EvidenceProf Blog

Editor: Colin Miller
Univ. of South Carolina School of Law

Thursday, January 30, 2025

Tenth Circuit Finds Forensic Interviews Admissible as Prior Consistent Statements

Federal Rule of Evidence 801(d)(1)(B) provides an exclusion to the rule against hearsay if

The declarant testifies and is subject to cross-examination about a prior statement, and the statement:...

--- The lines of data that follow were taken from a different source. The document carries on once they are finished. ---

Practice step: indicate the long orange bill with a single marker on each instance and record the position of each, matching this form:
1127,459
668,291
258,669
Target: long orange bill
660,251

(B) is consistent with the declarant’s testimony and is offered:

(i) to rebut an express or implied charge that the declarant recently fabricated it or acted from a recent improper influence or motive in so testifying; or

(ii) to rehabilitate the declarant's credibility as a witness when attacked on another ground

Subsection (ii) of Rule 801(d)(1)(B) was added in 2014, and there has been a paucity of precedent on it since its passage. But it's at the heart of the Tenth Circuit's recent opinion in United States v. Bruce, 2025 WL 311251 (10th Cir. 2025).

In Bruce,

Stetson Bruce was convicted on two counts of aggravated sexual abuse in Indian country for sexually abusing his five-year-old son, R.W. The trial centered on the testimony of R.W. and his half-sister, E.R., who said she witnessed one of the acts. After both children testified and were cross-examined, the United States District Court for the Eastern District of Oklahoma admitted into evidence the recordings of their forensic interviews, which were consistent with their trial testimony. These recordings were not played in the courtroom, but the jury was given access to them during its deliberations.

On appeal, Bruce claimed that these recordings should have been deemed inadmissible. The Tenth Circuit disagreed, finding they were admissible under Rule of Evidence 801(d)(1)(B). With regard to R.W.'s forensic interview, the court concluded that

On cross-examination defense counsel asked R.W. “[h]ow many times” he had talked to the prosecutor, whether he and the prosecutor “talk about [the incident] a lot,” and whether the prosecutor “helps [him] with what [he's] saying.”...The obvious purpose of this questioning was to suggest that the prosecutor was coaching R.W. In other words, the implication was that R.W. was “act[ing] from a recent improper influence or motive.” Fed. R. Evid. 801(d)(1)(B)(i)....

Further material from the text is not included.